Le 12 septembre, les forces du Dragoon avaient rencontré les soldats venant de Normandie, permettant ainsi aux Alliés de consolider leurs forces avant l'offensive finale visant à arracher la France à ses occupants allemands.

Héritage négligé

À l’époque, l’armée française B comptait près de 600 000 hommes, dont les deux tiers provenaient de garnisons africaines situées dans des pays encore sous domination coloniale française.

La force comprenait environ 233 000 «musulmans», comme on les appelait à l'époque - comprenant des bataillons marocains et des sections d'infanterie algériennes, ainsi que des combattants du Sénégal et d'autres colonies d'Afrique de l'Ouest.

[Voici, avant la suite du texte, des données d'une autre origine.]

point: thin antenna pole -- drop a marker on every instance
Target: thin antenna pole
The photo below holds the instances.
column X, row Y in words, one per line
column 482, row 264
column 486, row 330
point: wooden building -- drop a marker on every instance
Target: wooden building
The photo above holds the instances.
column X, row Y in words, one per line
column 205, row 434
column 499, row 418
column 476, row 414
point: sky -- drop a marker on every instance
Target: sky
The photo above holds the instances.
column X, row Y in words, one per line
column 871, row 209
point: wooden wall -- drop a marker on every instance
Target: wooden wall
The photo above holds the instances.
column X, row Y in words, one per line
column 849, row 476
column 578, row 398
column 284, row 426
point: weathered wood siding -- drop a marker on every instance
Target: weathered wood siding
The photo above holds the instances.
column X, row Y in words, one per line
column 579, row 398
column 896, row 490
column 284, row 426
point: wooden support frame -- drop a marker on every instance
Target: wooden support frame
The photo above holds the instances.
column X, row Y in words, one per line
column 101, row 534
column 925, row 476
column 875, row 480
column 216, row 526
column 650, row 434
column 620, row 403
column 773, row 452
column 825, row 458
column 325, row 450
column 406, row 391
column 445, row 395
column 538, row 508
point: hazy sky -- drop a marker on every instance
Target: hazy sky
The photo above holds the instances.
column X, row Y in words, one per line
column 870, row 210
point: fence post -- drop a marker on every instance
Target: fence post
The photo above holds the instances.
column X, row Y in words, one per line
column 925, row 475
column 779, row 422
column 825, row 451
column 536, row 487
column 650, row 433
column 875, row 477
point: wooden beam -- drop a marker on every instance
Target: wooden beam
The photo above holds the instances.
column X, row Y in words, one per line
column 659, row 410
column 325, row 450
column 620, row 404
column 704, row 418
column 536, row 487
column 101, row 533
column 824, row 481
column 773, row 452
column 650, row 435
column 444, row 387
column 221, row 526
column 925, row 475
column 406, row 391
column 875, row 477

Il y avait également des marsouins (recrues) originaires de territoires français dans le Pacifique ou les Caraïbes.

Photo prise le 28 août 1944: des femmes soldats françaises débarquent à Marseille pendant l'opération Dragoon (AFP)

«Sans son empire, la France n'aurait été qu'un pays libéré. Grâce à son empire, la France est un pays victorieux », a déclaré peu après la fin de la guerre, Gaston Monnerville, un député d'outre-mer originaire de la Guyane française.

Les troupes africaines en particulier ont payé un lourd tribut: 55 000 personnes ont été tuées au cours de la Seconde Guerre mondiale.

Pourtant, pendant des années, la plupart des Français ont largement négligé leurs sacrifices et, en 1959, le gouvernement a aggravé les torts causés par l'injure en plafonnant leurs pensions militaires au moment de l'indépendance des pays africains.

La France a finalement accepté en 2002 d’augmenter les paiements pour compenser en partie le pouvoir de dépense perdu des anciens combattants au cours des décennies suivantes, bien qu’il soit encore bien inférieur à celui des anciens soldats français.

La pression a continué de croître jusqu'à ce que le président Nicolas Sarkozy annonce en 2010 que les pensions seraient les mêmes pour tous ses anciens combattants, quels que soient leur nationalité et leur lieu de résidence.